Even OpenAI, backed by Microsoft Cloud, has not opened Sora for public use or provided API access to developers, nor has it offered a timeline for official release. The existing shortage of specialized computing power for domestic AI has become even more pressing with the advent of Sora. It's not hard to predict that new restrictions targeting AI computing power will emerge to further hinder China's AI development. Improving AI infrastructure and building a self-sufficient industrial chain remain crucial tasks for China's computing industry. The goal is to ensure cutting-edge AI technologies like large language models and video generation models contribute to China's modernization, while making computing power a sustainable driver for the country's digital economy.

Additionally, the scale and quality of data have become insurmountable barriers in the China-US AI gap. In May 2023, The Economist pointed out that China lags behind the US by two to three years in foundational model development, primarily due to data limitations that hinder effective training of AI models using internet content.

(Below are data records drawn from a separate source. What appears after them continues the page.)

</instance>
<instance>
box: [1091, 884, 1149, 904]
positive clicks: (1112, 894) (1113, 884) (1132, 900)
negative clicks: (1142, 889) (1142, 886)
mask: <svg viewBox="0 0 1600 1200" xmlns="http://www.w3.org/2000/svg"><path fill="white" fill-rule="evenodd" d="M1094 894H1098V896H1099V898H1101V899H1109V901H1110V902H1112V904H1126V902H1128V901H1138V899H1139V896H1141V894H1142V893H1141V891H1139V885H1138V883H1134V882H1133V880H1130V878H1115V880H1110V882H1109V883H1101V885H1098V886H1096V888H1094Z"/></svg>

To address this situation, on December 15, 2023, China's National Data Bureau, along with 17 departments including the Cyberspace Administration and Ministry of Science and Technology, jointly issued the "Data Elements × Three-Year Action Plan (2024-2026)". The plan aims to significantly expand the breadth and depth of data element applications by the end of 2026. In 2024, we will undoubtedly witness the implementation of this initiative and see data elements become the nourishment for China's domestic AI development. It is evident that addressing the gaps and shortcomings in China's AI sector is not an overnight task, nor is it the responsibility of a single AI company or model developer. Given the proactive stance of various industries across China, perhaps a bit more patience is warranted.

As the wise are free from perplexities, the benevolent from worries, and the courageous from fears. Recognizing the changes and challenges that Sora brings to China's AI, without succumbing to anxiety over temporary absences, reflects our belief in the capability to eventually take the stage—and indeed, we will.